La suerte de Luciano by Jack Higgins

La suerte de Luciano by Jack Higgins

autor:Jack Higgins [Higgins, Jack]
La lengua: spa
Format: epub
Tags: Intriga, Novela
editor: ePubLibre
publicado: 1982-11-14T16:00:00+00:00


* * *

La atmósfera en el interior del «Junkers» era de extrema excitación, mientras se dirigían a la costa de Sicilia, en plena noche. Collinson anunció por el intercomunicador:

—Cabo Granitola, lo veremos inmediatamente. Lo conseguimos, señor, ¡lo conseguimos! Un lanzamiento perfecto.

—Salvo por ese estúpido que se entretuvo en barruntar cosas hasta el final —repuso Grant—. Sólo Dios sabe en dónde ha ido a dar. Estábamos a varios kilómetros del objetivo cuando saltó. ¿Qué demonios hacía?

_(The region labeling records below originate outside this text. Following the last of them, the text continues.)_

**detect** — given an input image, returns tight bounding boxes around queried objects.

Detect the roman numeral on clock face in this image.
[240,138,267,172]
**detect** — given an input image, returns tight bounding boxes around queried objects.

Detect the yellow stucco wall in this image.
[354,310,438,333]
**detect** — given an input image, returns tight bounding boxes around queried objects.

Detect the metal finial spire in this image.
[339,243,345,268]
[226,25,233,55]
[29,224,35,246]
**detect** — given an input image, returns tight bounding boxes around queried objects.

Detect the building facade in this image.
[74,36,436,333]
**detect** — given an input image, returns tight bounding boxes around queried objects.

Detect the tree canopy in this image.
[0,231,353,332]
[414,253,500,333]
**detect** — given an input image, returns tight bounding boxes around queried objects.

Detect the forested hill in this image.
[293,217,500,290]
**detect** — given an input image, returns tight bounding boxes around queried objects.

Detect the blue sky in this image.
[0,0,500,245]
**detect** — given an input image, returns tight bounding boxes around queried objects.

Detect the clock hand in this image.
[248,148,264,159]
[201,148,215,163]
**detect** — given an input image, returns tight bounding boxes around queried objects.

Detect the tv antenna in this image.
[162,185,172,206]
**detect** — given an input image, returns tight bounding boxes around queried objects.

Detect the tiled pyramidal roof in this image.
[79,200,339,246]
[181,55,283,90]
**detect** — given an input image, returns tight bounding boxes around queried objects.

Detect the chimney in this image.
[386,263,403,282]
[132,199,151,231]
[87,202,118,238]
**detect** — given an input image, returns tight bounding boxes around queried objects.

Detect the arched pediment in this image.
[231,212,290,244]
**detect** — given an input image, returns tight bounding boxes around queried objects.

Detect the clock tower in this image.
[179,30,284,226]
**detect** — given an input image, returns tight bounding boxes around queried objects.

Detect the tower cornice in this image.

Y entonces Collinson, con la mirada fija en el equipo «Lichtenstein», dijo:

—Tenemos compañía. Un serio problema.

Un «Junkers» emergió de la niebla a estribor. Un segundo después, otro se situó a babor.

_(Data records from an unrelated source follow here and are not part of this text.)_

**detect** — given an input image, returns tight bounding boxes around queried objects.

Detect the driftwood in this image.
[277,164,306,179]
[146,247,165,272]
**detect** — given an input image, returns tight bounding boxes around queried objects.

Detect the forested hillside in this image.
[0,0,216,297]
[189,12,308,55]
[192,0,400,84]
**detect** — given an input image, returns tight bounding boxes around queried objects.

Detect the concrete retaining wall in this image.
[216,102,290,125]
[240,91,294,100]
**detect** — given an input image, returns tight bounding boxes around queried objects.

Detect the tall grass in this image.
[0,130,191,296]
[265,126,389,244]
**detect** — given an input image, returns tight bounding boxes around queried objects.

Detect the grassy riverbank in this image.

—Es mejor que mire hada atrás. Otro nos sigue por la cola. ¿Qué hacemos?

—Me parece que lo que debemos hacer es conectar con su frecuencia —dijo Grant. Y eso fue lo que hizo/

Oyeron un poco de estática, y una voz dijo en correcto inglés.

—Gran pájaro negro, nos hemos sentido muy solos sin ti. La última vez que te vimos fue sobrevolando Argelia, hace un mes. Has tardado mucho en volver a casa. Ahora es mejor que bajemos tranquila y amigablemente, que tomes tierra en la base de Otranto y que lo aclaremos todo.

—¡A la mierda con vosotros! —exclamó Grant y realizó la misma operación que en aquella memorable ocasión del «Dakota», a su regreso de Malta.

El piloto del «Junkers» de cola, levantó el morro desesperadamente y se hundió en picado, pasando por debajo y Grant detrás suyo, recurriendo al sistema G2 para ganar potencia, manteniéndose fuerte, como todos los grandes pilotos, hasta estar muy cerca. Su pulgar apretó el botón y la metralla alcanzó al otro aparato, produciendo grandes orificios en el fuselaje. Se originó una gran llamarada que llegó a convertirse en una bola de fuego al desintegrarse el «Junkers».

En aquel mismo momento, el aparato de Grant recibió el impacto de la metralla, pues tenía a uno de los otros dos cazas detrás suyo. Instantáneamente trazó una pirueta, fruto del reflejo de muchos años de combate que acudía en su ayuda, y un momento después las nubes se lo habían engullido.

—¿Todo bien? —gritó.

—Lo tenemos mal por aquí —repuso Collinson—. Un orificio en el fuselaje por el que podría entrar un «Morris diez».

Volvieron a sentir los impactos de la metralla y Grant dijo:

—Voy a descender a nivel del mar. Sujétate, Joe, y sabremos si esos malditos saben volar.

Emergió de la cobertura de nubes a trescientos metros de altura y mantuvo el rumbo. Probablemente aquélla era la aventura aérea más arriesgada de todas cuantas hubiera intentado nunca, porque la única iluminación partía de la luna, de vez en cuando y el viento era tan fuerte que se había levantado un fuerte oleaje.

Los dos «Junkers» lo seguían, incluso a aquella altitud suicida, disparando siempre que les era posible desde su posición de cola. Una y otra vez el avión de Grant se estremecía bajo el impacto de la metralla.

Media hora a una velocidad superextrema de seiscientos kilómetros por hora. Los motores recalentados y los tanques de óxido nitroso que alimentaban su sistema de impulso casi vacíos.